It’s 46 pages in all, and in my opinion is well worth your time to read. The letter spells out the bank’s performance with clarity, vision, and simplicity.
Also, I would recommend reading the letters from the various divisions, which make up this $100 billion dollar entity.
This is a financial giant that spans everything from consumer and card services and investment banking to fixed income, currencies, commodities and asset management.
Mr. Dimon did not inherit this on his own.
Together with Sanford Weill, they took a little lending company called Commercial Credit and built it into Travelers, and then merged that with Citicorp, creating what was then the world’s largest financial services company.
Dimon was fired by Weill years later, a move the elder financier said he later regretted.
Dimon spent a year out of business. He then took on the head position of Bank One, and fixed it. It was later purchased by JPMorgan, and Dimon ended up running the combined entity.
At the time, both were considered second-tier banks.
Then came the 2008 financial crisis. Dimon bought both Bear Stearns and Washington Mutual for pennies on the dollar.
It has now surpassed all other US banks in terms of market share, and has been a top profit performer.
It is the industry revenue leader in investment banking, wealth management, and consumer banking.
Chase invested $10 billion in improving its technology across all divisions.

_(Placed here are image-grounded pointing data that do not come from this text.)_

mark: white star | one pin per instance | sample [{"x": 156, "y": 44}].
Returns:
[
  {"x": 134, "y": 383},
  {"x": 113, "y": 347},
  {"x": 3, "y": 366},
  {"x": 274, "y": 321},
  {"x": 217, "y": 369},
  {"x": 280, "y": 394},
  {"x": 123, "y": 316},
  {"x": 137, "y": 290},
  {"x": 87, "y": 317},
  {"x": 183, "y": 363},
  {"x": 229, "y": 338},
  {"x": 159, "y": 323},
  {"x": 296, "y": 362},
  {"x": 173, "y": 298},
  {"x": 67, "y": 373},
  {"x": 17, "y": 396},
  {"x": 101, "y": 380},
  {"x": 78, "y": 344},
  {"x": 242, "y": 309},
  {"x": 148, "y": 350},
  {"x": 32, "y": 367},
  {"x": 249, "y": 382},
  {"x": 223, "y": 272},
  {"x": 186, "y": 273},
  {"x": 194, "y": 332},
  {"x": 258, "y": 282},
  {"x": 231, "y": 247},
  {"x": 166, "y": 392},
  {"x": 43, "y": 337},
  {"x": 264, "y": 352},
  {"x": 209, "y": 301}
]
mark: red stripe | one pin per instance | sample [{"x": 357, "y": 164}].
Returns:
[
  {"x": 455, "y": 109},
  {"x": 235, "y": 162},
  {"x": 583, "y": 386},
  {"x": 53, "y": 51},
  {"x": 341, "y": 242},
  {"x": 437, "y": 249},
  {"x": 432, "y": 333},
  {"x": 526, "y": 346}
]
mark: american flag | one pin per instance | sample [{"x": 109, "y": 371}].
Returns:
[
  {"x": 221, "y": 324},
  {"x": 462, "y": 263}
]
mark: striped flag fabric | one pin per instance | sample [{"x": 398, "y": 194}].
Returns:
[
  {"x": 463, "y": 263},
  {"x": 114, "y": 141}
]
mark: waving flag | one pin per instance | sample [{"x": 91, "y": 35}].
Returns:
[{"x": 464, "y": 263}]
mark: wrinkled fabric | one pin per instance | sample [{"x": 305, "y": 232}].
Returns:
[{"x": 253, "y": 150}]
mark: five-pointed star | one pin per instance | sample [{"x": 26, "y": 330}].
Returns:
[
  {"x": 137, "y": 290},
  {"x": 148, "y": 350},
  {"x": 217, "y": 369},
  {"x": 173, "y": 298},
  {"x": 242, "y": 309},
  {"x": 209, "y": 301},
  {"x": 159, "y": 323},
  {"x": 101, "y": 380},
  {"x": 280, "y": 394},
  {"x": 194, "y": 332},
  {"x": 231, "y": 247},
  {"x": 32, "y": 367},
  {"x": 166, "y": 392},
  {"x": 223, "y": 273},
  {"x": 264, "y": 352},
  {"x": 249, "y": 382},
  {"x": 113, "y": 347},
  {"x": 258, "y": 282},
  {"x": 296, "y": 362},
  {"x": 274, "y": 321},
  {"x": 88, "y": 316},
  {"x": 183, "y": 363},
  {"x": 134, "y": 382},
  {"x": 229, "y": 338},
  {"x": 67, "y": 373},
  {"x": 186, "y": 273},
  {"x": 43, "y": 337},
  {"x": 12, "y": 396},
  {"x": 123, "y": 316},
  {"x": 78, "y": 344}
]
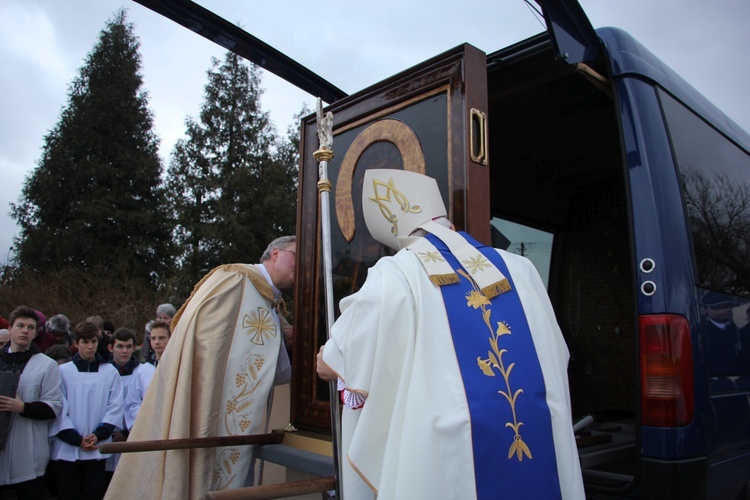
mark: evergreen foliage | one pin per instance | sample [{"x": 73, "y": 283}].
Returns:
[
  {"x": 94, "y": 201},
  {"x": 231, "y": 186}
]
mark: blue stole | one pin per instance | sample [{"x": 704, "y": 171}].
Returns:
[{"x": 514, "y": 453}]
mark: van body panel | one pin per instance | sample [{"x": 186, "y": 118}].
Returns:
[
  {"x": 627, "y": 56},
  {"x": 572, "y": 35},
  {"x": 660, "y": 234}
]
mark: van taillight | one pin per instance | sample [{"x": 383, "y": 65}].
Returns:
[{"x": 667, "y": 396}]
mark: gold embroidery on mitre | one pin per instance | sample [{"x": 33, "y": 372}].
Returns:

Dimon is focused on organic growth, and shareholders have been rewarded with a stock price that has outperformed the S&P 500 over the last 10 years.
It is obvious today that Mr. Dimon is the best leader in the banking space, but his success happened over a long period time.
In my view, great leaders like Dimon may experience setbacks, but have a tendency to come storming back as they prove their merit over and over again.